Architecture · Reactive Interaction Gateway

When we've designed the initial version of RIG back in 2016, we had a very specific set of problems in mind. Our mission back then was to redesign banking with state-of-the-art patterns, principles and tools - full-stack. Not surprisingly, we went for microservices, but we also wanted some sort of near real-time information flow from (potentially) all those services to our web and mobile frontends. We quickly realized that there was no open-source, off-the-shelf solution for this, despite the fact that we were not the only ones with this requirement. We've started asking around internally and at conferences. The solution we heard most often was to use an existing backend-for-frontend service (a dedicated service for handling client requests that acts on behalf of those clients towards other backend services) and turn it into a WebSocket endpoint for frontends. We've also met someone who apparently implemented a solution using Lua scripts running on their Nginx reverse proxy - probably a nice implementation, but hardly scalable.

We weren't happy with any of those solutions - they seemed kind of hacky and couldn't address all our goals.

The Problem

RIG tackles a set of (seemingly unrelated) problems:

Frontends must be able to react to any back-end event, regardless of the producing service.
The design must support a large number of microservices, so polling for updates is not an option.
Microservices must remain stateless and not be concerned with frontend connections, so a long running connection between frontend and microservice is not an option either.
Exposing backend events requires some sort of authorization mechanism. Especially in the banking domain, it is import to be able to kick out a logged-in user immediately (for example, when fraud is suspected).

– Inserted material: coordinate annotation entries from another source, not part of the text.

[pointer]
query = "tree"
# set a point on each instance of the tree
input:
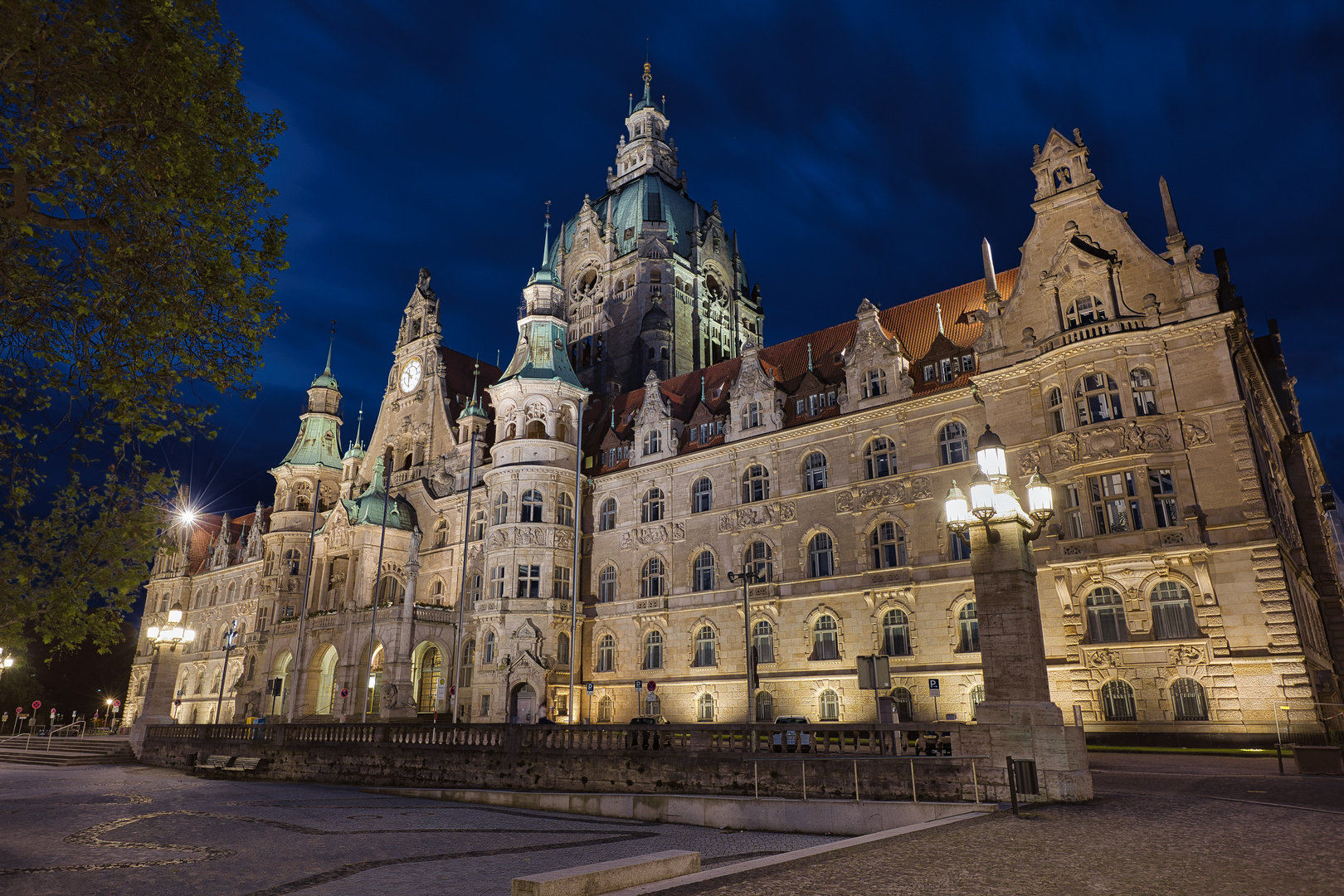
(138, 258)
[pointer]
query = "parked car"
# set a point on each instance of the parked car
(791, 739)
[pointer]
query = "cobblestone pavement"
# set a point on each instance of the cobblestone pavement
(134, 829)
(1160, 826)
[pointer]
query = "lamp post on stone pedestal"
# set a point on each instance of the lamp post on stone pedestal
(1018, 716)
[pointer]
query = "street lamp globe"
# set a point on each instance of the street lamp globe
(991, 457)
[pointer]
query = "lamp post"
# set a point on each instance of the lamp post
(230, 641)
(750, 575)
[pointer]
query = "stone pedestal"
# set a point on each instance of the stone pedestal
(1018, 718)
(160, 688)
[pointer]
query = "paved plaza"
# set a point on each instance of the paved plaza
(1161, 825)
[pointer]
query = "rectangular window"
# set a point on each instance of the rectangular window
(528, 581)
(1163, 486)
(1114, 505)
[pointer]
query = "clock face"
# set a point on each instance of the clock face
(410, 375)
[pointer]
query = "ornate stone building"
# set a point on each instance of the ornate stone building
(1188, 582)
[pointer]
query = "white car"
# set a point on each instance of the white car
(791, 739)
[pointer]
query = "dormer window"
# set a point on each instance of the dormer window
(1085, 310)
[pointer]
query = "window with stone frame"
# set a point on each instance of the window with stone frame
(606, 585)
(654, 649)
(815, 472)
(888, 546)
(825, 638)
(528, 581)
(652, 581)
(1142, 384)
(879, 458)
(1163, 486)
(1107, 617)
(874, 383)
(953, 446)
(650, 508)
(1114, 503)
(756, 484)
(821, 557)
(1097, 399)
(531, 507)
(702, 574)
(895, 635)
(702, 496)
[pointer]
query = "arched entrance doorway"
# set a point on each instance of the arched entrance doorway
(523, 705)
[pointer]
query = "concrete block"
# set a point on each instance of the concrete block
(604, 878)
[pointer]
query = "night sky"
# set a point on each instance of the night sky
(860, 151)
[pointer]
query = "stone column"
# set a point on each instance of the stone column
(1018, 718)
(160, 688)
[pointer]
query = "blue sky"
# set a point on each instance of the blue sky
(859, 149)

Why not introduce (connection) state for microservices? Two reasons. First, it makes re-deployment harder, unless you don't care about breaking client connections everytime you ship an update. More importantly, however, handling connection state introduces a scalability issue: assuming all frontends hold connections to all microservices, then all services need to be scaled out at the same time as soon as the number of connections exceeds the number of available TCP sockets.

Event-Driven Architecture and the UI

Forwarding events to frontends enables an event-driven UX design, effectively extending the idea of event-driven architecture to the UI.

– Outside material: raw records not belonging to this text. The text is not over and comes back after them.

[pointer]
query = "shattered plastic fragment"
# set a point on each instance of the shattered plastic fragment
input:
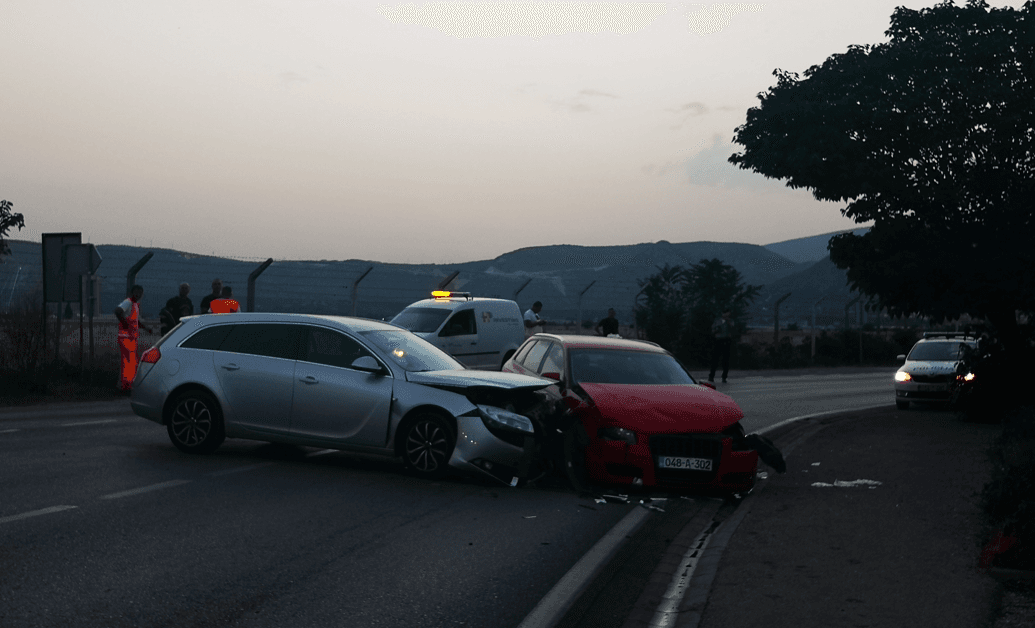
(852, 484)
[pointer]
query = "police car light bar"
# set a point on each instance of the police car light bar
(445, 294)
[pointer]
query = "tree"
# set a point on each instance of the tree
(929, 136)
(681, 304)
(7, 219)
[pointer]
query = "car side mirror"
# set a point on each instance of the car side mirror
(366, 363)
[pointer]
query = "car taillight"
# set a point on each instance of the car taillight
(151, 355)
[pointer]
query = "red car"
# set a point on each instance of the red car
(646, 420)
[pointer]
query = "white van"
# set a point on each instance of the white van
(480, 333)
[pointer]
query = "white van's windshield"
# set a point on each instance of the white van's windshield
(421, 320)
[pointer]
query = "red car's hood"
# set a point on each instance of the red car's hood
(663, 409)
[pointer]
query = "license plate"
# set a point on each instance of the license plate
(681, 462)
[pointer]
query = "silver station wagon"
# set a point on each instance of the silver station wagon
(337, 383)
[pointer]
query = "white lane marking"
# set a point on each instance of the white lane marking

We believe that hiding asynchronism by turning it into a fake synchronous process is an anti-pattern. For example, sending money from one bank account to another doesn't happen instantaneously, but with at least two events: "transfer requested" and "transfer completed" (or "transfer failed"). Acknowledging this when designing the UI leads to a more natural user experience and less loading indicators.

On the other hand, it is also known that doing the opposite is an anti-pattern as well. For example, submitting a request form to send money around is very likely a synchronous action on the frontend - even though the actual transfer won't be completed immediately, the client typically wants to know whether the request got accepted or not. While it would work to model this with a "request form submitted" event, it introduces unnecessary complexity: waiting for the response, as well as reacting to not having received a response within a selected time frame, is arguably harder to implement than simply using a synchronous (HTTP) request instead.

Consequently, we've settled on the rather pragmatic approach of combining synchronous requests with synchronous and asynchronous responses, depending on the use case at hand.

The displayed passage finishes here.